Federal employees comprise approximately 40 percent of WMATA’s peak hour ridership, and during the current shutdown, many government employees continue to carry out their duties and rely on WMATA to do so. WMATA also serves a unique national security role, providing transportation for federal employees traveling to and from the Pentagon and Department of Homeland Security and ensuring continuity of federal operations during an emergency. Thus, it is critical that WMATA systems and services continue to serve riders in the nation’s capital.
To understand how WMATA and its transit systems have been affected by the government shutdown and to prevent the negative impacts displayed during the 2013 shutdown, please provide us with the following information by January 15, 2019:
- Data on changes in ridership, both rail and bus operations, during the government shutdown.

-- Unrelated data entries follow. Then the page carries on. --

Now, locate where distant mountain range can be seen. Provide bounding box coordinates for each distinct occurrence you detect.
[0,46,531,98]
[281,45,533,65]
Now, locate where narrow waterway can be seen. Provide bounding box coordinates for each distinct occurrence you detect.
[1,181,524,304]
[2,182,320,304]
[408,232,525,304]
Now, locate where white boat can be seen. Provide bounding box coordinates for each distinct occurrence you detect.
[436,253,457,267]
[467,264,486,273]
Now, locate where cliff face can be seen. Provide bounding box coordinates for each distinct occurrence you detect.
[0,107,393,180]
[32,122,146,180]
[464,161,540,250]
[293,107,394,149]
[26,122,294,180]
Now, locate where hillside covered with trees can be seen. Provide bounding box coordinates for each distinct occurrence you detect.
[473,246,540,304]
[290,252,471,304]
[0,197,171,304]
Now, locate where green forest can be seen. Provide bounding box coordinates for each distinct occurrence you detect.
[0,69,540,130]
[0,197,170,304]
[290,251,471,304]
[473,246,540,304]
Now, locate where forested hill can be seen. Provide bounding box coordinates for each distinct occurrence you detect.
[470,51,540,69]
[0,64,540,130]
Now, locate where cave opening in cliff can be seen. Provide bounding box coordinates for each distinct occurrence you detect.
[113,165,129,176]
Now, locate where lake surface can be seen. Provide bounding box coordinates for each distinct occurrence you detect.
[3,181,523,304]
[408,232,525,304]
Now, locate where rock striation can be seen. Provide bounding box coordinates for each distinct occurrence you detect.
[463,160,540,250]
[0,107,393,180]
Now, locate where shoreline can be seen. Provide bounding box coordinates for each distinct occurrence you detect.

Has there been a decline in ridership from the same period in prior years, or from the period immediately preceding the shutdown?

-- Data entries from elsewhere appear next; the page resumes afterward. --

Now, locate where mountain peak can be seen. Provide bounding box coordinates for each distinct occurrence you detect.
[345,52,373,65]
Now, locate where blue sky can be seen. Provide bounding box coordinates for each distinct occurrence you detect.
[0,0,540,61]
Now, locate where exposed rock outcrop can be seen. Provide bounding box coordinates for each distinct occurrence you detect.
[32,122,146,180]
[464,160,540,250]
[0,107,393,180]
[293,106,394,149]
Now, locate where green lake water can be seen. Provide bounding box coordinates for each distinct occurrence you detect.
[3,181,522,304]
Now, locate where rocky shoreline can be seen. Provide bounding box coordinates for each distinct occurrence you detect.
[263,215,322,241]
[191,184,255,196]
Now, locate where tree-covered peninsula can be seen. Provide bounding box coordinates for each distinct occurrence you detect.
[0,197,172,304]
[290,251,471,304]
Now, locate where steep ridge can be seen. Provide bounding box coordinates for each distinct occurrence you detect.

- Assuming there has been a decline in ridership during the shutdown, can you provide information on how that decline will affect WMATA’s financial situation, both in the short-term and the long-term? For example, what is the current (or estimated) loss in revenue? What would be the estimated revenue losses if the shutdown lasts a full month, or if it lasts two months? What other financial, safety or operational impacts would result from a prolonged and substantial decline in ridership brought on by the government shutdown?
- Given that WMATA receives federal funding to help run its transportation network, can you detail any lapses in funding that have occurred due to the U.S. Department of Transportation and Federal Transit Administration being shut down? Can you provide information on what funding may be at risk if the shutdown continues for a full month or even two? What contingency plans does WMATA have in place to address a lapse in expected funding?
- Please confirm if any planned infrastructure and capital improvement projects have been stalled or halted during the shutdown. What are the expected effects of the delay in starting and finishing these projects?
- It has recently been reported that Moody’s believes a prolonged shutdown could negatively impact the credit ratings of the nation’s public transit systems, noting that the shutdown has already “interrupted an important source of operating, capital and debt-service funding.” These interruptions, in turn, could lead to higher debt service costs and delays in numerous capital improvement projects. Can you provide information on how WMATA’s credit rating could be impacted if the government shutdown continues for a prolonged period of time? What effects would a credit downgrade have on WMATA’s overall financial position, capital construction plans and operational capacity?
Please trust that all four of us are doing everything we can to support the federal workforce, re-open the government, and get back to working towards improving the lives of all Americans. We ask for answers to the above questions as soon as possible so that we better understand the impacts of the shutdown on the vital transportation networks that serve our constituents, and so we can continue to highlight all of the numerous reasons that the federal government should be re-opened.